Scheyfve seldom saw Edward VI except on formal occasions, but he always brought away the same impression of an active-minded boy who would one day become a noteworthy prince if he could receive proper instruction, but whose trust was being shamefully abused by Northumberland. No answer proceeded from the royal lips but the ambassador at once recognised the Duke's touch, with which he had become familiar enough to know it unmistakably (pp. 436,572). As far as the evidence of these papers goes, there is not much to indicate in the King more than a promising lad ready to throw himself heart and soul into the path pointed out by those who had captured his confidence, of experience too slight to enable him to judge men, and easily persuaded that opinions suggested to him by his mentors were in truth the product of the inspired mind of a young King of Israel wise enough to teach his teachers. However, another view of the matter might be defended, according to which Edward would appear as the conscious and unwilling victim, not the dupe, of Northumberland, and in its support might be quoted the strange story of the falcon plucked and torn in four pieces (p. 247) and Scheyfve's hints that Northumberland was urged on to encompass Somerset's ruin by his fear of the King's growing independence of judgment. It is clear that Northumberland's plan of making himself absolute by treating Edward as of age might at any time fail unless he could make sure that no influence hostile to him ever came near the king. Foreign contemporaries certainly believed that, if the horoscopes and prognostics announcing Edward's early death did not come true, the day was not far distant when the Tudor spirit would come out in Henry VIII's son and cause his unfaithful ministers to lament their betrayal of the charge committed to them.

Royall Tyler.

Footnotes

  • 1. See p. 90 note, for the correct spelling of this name.

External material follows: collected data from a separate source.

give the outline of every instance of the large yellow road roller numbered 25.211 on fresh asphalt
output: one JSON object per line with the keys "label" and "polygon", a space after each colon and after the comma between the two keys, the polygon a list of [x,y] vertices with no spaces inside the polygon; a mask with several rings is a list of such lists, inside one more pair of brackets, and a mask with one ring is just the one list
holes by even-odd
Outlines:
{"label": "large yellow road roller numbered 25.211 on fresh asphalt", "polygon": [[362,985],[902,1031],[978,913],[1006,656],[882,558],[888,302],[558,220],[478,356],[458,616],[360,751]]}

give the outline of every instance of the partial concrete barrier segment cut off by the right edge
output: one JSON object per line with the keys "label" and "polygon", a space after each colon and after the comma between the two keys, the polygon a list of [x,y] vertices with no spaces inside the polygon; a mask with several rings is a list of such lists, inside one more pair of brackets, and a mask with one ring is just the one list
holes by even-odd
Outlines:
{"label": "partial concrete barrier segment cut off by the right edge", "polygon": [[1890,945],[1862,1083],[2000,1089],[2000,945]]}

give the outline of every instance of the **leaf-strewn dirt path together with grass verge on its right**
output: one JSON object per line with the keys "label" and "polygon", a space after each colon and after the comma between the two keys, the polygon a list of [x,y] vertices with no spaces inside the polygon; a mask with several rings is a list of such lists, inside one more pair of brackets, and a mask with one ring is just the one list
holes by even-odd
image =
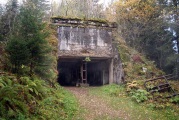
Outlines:
{"label": "leaf-strewn dirt path together with grass verge on its right", "polygon": [[118,96],[111,96],[109,86],[65,89],[79,102],[80,110],[75,120],[179,120],[178,110],[157,110],[135,103],[123,90]]}

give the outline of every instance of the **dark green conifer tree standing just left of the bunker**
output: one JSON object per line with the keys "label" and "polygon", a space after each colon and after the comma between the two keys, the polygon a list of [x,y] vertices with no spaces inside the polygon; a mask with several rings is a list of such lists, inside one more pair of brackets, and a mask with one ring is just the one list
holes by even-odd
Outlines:
{"label": "dark green conifer tree standing just left of the bunker", "polygon": [[46,41],[48,33],[44,30],[45,24],[38,14],[38,10],[27,6],[20,12],[20,33],[29,50],[30,75],[33,75],[38,67],[48,66],[47,59],[50,52]]}

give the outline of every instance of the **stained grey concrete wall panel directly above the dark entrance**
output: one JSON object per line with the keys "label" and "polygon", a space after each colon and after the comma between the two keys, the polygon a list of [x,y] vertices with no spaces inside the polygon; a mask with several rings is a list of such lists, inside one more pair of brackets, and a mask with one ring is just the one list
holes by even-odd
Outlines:
{"label": "stained grey concrete wall panel directly above the dark entrance", "polygon": [[58,56],[112,57],[112,30],[58,27]]}

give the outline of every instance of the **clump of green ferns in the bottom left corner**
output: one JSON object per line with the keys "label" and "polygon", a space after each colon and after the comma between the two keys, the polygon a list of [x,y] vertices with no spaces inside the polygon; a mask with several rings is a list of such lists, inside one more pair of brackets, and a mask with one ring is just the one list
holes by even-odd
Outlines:
{"label": "clump of green ferns in the bottom left corner", "polygon": [[45,95],[46,88],[42,80],[0,77],[0,115],[6,119],[28,117],[36,111],[38,102],[45,98]]}

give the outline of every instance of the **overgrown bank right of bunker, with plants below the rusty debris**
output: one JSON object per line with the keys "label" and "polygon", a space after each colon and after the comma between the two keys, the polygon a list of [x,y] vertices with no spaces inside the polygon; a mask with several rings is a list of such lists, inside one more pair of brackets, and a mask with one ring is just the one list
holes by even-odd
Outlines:
{"label": "overgrown bank right of bunker, with plants below the rusty debris", "polygon": [[[108,91],[110,95],[115,95],[116,97],[120,94],[125,94],[131,101],[139,105],[144,105],[151,109],[173,109],[176,108],[179,111],[179,99],[178,96],[173,98],[166,98],[170,96],[170,92],[159,93],[156,91],[153,95],[146,91],[144,87],[144,81],[155,78],[161,75],[165,75],[163,71],[158,69],[154,61],[150,61],[145,55],[139,53],[134,48],[129,47],[126,42],[117,34],[115,34],[115,40],[118,44],[118,51],[120,53],[120,58],[123,63],[125,82],[126,84],[122,92],[119,92],[121,88],[119,86],[110,85],[103,89]],[[177,81],[169,81],[176,93],[179,93],[179,84]],[[152,84],[153,85],[153,84]],[[157,85],[155,85],[157,86]],[[154,86],[150,86],[153,88]],[[109,89],[108,89],[109,88]],[[120,88],[120,89],[118,89]]]}

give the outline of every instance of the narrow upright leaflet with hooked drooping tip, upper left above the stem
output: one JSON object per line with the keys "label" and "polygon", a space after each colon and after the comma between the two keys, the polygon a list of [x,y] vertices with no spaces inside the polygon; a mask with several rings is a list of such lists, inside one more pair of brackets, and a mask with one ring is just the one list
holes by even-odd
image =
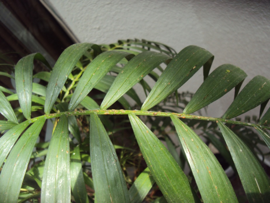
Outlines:
{"label": "narrow upright leaflet with hooked drooping tip, upper left above the stem", "polygon": [[38,59],[50,67],[46,59],[39,53],[30,54],[23,57],[15,66],[16,92],[18,94],[22,113],[27,120],[31,119],[34,59]]}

  • 2. Simon Renard's career has been carefully studied in M. Lucien Febvre's admirable work Philippe II et la Franche-Comté (Paris, Champion, 1912). According to M. Febvre, Renard was born about 1513, which would make him nearer 36 than 26 in 1549. Renard's portrait at Besançon, however, whose authenticity M. Febvre accepts, bears the date 1553 with an inscription stating that Renard was 30 in that year, and the face in the portrait looks as if the sitter were certainly not older.
  • 3. See Spanish Calendar, Vol. IX, p. 330.
  • 4. Ibid. p. 360.
  • 5. See Spanish Calendar, Vol. IX, p. 450.

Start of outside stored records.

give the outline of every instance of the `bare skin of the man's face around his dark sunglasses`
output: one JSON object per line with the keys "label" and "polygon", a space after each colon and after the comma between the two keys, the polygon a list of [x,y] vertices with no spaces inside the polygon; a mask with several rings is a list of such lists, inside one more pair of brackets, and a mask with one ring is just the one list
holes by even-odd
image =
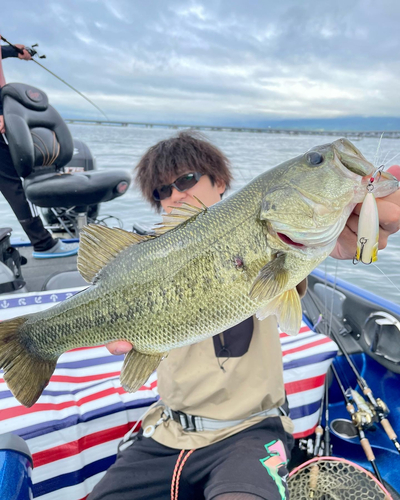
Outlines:
{"label": "bare skin of the man's face around his dark sunglasses", "polygon": [[[176,179],[171,179],[171,182],[175,180]],[[207,207],[210,207],[221,200],[221,194],[224,193],[225,188],[225,182],[218,181],[212,185],[208,175],[202,175],[197,184],[183,193],[180,193],[173,187],[171,196],[165,200],[161,200],[160,203],[166,213],[170,213],[174,207],[180,207],[182,203],[201,207],[196,198]],[[196,196],[196,198],[194,198],[194,196]]]}

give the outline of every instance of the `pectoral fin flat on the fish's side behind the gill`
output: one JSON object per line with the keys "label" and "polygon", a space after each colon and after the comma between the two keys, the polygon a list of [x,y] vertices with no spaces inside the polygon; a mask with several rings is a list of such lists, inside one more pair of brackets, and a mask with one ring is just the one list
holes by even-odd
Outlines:
{"label": "pectoral fin flat on the fish's side behind the gill", "polygon": [[262,301],[282,293],[289,279],[285,261],[286,254],[281,253],[261,269],[250,290],[252,300]]}

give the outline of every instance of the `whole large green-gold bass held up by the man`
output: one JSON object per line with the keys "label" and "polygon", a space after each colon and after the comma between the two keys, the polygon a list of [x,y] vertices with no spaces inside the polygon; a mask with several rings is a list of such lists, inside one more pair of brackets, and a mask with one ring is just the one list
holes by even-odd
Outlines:
{"label": "whole large green-gold bass held up by the man", "polygon": [[[45,311],[0,323],[0,368],[16,399],[40,397],[59,356],[125,340],[122,386],[139,389],[172,349],[256,314],[298,333],[296,286],[333,250],[373,165],[347,139],[317,146],[259,175],[219,203],[188,204],[140,236],[90,224],[80,233],[85,290]],[[398,188],[382,173],[375,196]]]}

  • 6. See Spanish Calendar, Vol. IX, p. 419.
  • 7. See Spanish Calendar, Vol, IX, pp. 524–525.
  • 8. See Spanish Calendar, Vol. IX, p. 486.
  • 9. For a minute and accurate account of French relations with Rome, and of the rivalries between the Constable and the Guises that prevented the French party from making a concerted effort in conclave, see M. Lucien Romier's Les Origines Politiques des Guerres de Religion (Paris, Perrin, 1913). This work is mainly based on hitherto unpublished papers preserved at Rome, Naples, Florence, Parma, Modena and other Italian Archives, and contains valuable information on Henry II's Italian policy, the Parma and Siena campaigns, and the activities of the Florentine fuorusciti in Paris and Lyons. A second volume is to deal with the events that led up to the treaty of Cateau-Cambrésis.
  • 10. See Spanish Calendar, Vol. IX, pp. 125, 149.
  • 11. The paper printed on p. 582, giving an account of an audience granted by the Emperor to the Bishop of Fano, is wrongly dated, as I have unfortunately noticed too late to print it in its proper place, which its contents fix at March 9th, 1552. It may seem singular that a mistake should have been made in the month rather than in the year, but the paper is certainly not of November 9th, 1551, for it is dated from Innsbruck, and the Emperor was at Augsburg at that time.